The annual worldwide production of platinum amounts to about 160 tons, compared to about 1500 tons of gold. The mining and refining processes are complex and labour intensive. In order to refine one single ounce of platinum from mined ore, about 10 tons of ore need to get processed for ore extraction. The refining process from rock to final platinum ingot involves many mechanical and chemical steps- some of which have to be repeated up to five times until the desired purity is reached. Since platinum is usually found together with platinum group metals (ruthenium, rhodium, osmium, iridium and palladium) which all have very similar properties, the separation of the individual metals is very time consuming. The complete platinum refining cycle takes five months.

Platinum Purity

Platinum, is the purest of all the precious metals used for the fabrication of premium jewellery and is commonly alloyed into a purity of 95%. Platinum has an very bright and white luster, particularly when alloyed with ruthenium. Platinum is harder than gold with a hardness of 4-4.5 on the Mohs hardness scale, equivalent to the hardness of iron, whereas gold has a hardness of 2.5 on the Moh’s scale.

The purity of platinum is not expressed in Karats, but in parts of thousands. Pure platinum is 1000 of 1000 parts pure, whereas the most common alloy used in India is 950/1000 parts pure. Expressed in percentage, this equals a purity of 95%. While some countries permit platinum alloys of as low as 585/1000 parts, the Indian quality standard is set at a minimum of 950 parts.

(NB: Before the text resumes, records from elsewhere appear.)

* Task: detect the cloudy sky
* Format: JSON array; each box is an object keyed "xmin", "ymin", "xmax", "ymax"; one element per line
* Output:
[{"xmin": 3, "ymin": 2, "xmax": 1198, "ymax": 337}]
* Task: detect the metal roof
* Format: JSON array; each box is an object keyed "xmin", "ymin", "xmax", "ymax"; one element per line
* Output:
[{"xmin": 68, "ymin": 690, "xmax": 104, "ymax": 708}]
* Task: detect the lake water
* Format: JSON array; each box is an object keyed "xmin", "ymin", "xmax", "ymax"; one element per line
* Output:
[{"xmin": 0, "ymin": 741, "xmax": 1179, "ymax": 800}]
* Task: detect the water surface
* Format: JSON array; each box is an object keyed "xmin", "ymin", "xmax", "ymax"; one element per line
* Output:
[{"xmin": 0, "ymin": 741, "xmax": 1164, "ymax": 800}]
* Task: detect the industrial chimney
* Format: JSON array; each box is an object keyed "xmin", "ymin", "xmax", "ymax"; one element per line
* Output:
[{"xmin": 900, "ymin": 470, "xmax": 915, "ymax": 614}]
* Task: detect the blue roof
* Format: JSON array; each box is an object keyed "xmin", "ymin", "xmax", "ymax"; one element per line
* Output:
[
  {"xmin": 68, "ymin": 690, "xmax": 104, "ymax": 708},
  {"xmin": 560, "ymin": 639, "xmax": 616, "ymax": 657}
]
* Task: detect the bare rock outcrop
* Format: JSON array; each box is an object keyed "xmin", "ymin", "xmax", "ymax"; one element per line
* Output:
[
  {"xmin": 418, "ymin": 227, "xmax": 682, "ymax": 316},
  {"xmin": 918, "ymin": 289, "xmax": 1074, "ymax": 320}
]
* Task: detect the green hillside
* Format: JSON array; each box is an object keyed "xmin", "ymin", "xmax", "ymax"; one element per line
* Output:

Platinum is hypoallergenic and fully tarnish-resistant. Platinum jewellery maintains its colour (no plating required), brilliance and weight, even after long and intensive years of wear and is the nearly fully maintenance free, particularly compared to gold and silver, which are both precious metals that need to get re-polished in regular intervals to maintain their shine and luster.

Platinum Versus Gold

Platinum is known for centuries, but in the current high purity form it is a recent precious metal, since the technology of melting and refining platinum to today’s high purity standards is less than 200 years old. The metal has gained increasing popularity because of its amazing strength and appeal. However it has remained an exclusive jewellery material, because its high density, combined with its high purity commands a much higher price, than for instance 18 Karat white gold. Platinum will cost approximately double the amount of an identical design made in 18 Karat white gold.